Gonda van der Zwaag (Heerenveen 1951) maakt al 40 jaar beelden vanuit een fascinatie voor de vergankelijkheid van het leven en de resten van dat leven die overblijven na de dood. Ze vormt haar beelden met natuurlijke elementen, die van dierlijke of menselijke origine zijn. De verschillende beeldvormen die Gonda in de loop van de tijd heeft gebruikt om haar fascinatie tot uitdrukking te brengen culmineren in haar laatste expositie uit 2020: De nuvere fȗgelwrâld.

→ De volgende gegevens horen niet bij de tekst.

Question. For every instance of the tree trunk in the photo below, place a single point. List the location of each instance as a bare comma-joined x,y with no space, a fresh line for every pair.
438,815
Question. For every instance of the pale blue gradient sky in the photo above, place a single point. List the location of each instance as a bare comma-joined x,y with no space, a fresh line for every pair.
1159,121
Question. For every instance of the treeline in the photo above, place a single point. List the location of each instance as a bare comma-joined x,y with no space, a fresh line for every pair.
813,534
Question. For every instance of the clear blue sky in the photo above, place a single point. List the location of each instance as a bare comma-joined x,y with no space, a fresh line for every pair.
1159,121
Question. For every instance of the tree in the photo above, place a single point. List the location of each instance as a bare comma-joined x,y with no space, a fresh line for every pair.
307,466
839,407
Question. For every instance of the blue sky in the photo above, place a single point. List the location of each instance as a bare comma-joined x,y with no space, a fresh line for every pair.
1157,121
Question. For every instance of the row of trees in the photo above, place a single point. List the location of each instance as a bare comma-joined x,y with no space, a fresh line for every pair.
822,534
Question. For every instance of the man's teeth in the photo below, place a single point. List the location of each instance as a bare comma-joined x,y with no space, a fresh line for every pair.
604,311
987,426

Haar recente werk is een samenspel van naturalia waarin kleuren en materialen gebruikt worden die niet direct een verband houden met de originele objecten. Zo ontstaan nieuwe kleurrijke dieren, die multi-interpretabel zijn en wellicht aanzetten tot een reflectie op de dood. Bij elkaar vormen ze een wereld van imaginaire wezens die de vergankelijkheid lijken te tarten. De objecten hebben een spannende vorm gekregen en zijn soms zo ludiek, dat ze de aandacht afleiden van wat je eigenlijk ziet: de overblijfselen van dode dieren. Het skelet als onvermijdelijk verschijnsel van de dood verdwijnt min of meer naar de achtergrond. Het werk dwingt tegelijkertijd ook tot verwondering over de vernuftige mechaniek van de geraamten. Zoals in de laatmiddeleeuwse dodendansen waarbij alle standen aan elkaar gelijk zijn en humor een grote rol speelt, heeft Gonda hier een flinke dosis vrolijkheid aan haar universum toegevoegd. Dieren die vrijheid en onafhankelijkheid belichamen maar aan de andere kant toch ook heel kwetsbaar zijn. De dood als ernst en spel. Gedurende haar artistieke loopbaan heeft Gonda consequent dit pad en haar fascinatie voor de dood durven volgen.
Aansluitend op haar werk zingt Gonda liederen die gaan over vergankelijkheid en de dunne scheidslijn tussen leven en dood. Zij zingt deze met heldere en weemoedige stem.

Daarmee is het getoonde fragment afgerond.